What is complicated is that some of the information school requires is necessary. Parents have long ago abdicated their personal privilege of determining what is, and is not, necessary for each of their children. Because The Test has taken on such a place of authority in our culture, today’s parents assume someone other than themselves knows what, and how much, information their children must learn.
Last week, USA Today ran a cover story about The Test and how common is has become for public school teachers and administrators to cheat (or help their students cheat) on The Test. The article stated, “Many teachers interviewed by [the investigating team] justified cheating…as a way of getting back at a low-paying system rigged by impossible standards and unrealistic goals. Other teachers resented that their entire reputation could hinge on a child’s performance on a single day.”

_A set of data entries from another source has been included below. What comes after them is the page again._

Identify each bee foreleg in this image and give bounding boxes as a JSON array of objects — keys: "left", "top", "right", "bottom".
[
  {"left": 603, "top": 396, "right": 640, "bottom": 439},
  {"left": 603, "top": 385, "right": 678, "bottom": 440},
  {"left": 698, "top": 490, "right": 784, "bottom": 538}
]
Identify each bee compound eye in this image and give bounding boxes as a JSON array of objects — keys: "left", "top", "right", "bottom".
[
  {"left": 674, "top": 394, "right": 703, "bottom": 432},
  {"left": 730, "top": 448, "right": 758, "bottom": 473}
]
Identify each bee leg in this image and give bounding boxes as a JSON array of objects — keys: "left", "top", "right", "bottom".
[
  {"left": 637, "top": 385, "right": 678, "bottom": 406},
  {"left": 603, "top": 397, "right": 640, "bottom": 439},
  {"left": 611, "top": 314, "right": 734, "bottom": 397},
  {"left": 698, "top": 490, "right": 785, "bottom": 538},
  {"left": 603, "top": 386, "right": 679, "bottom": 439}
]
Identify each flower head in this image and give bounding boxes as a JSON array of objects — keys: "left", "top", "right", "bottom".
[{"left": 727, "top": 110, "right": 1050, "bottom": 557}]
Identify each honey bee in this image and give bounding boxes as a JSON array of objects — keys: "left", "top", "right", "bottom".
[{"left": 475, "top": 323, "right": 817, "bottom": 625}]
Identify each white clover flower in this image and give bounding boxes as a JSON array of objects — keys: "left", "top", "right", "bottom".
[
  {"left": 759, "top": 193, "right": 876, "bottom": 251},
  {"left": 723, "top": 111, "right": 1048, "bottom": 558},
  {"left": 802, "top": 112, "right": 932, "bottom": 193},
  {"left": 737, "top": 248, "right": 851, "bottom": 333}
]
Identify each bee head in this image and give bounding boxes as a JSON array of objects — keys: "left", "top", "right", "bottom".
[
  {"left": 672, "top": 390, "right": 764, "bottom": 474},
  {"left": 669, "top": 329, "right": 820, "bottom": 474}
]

The teacher’s reputation! What about the child? Regardless of where I substitute, students cheat every time they get a chance. When I challenge them, they tell me they cannot afford to do poorly on The Test and only a handful of the recognized “geniuses” can be expected to remember the glut of details they are being required to learn.
When I was in school, I never cheated. But, then, I always thought of myself as dumb and would have told you so, a complete stranger.
When will we stop this informational overload and when will we stop making The Test the sovereign to which we all bow?
You, the homeschoolers of the world, have the opportunity to change all this. Will you?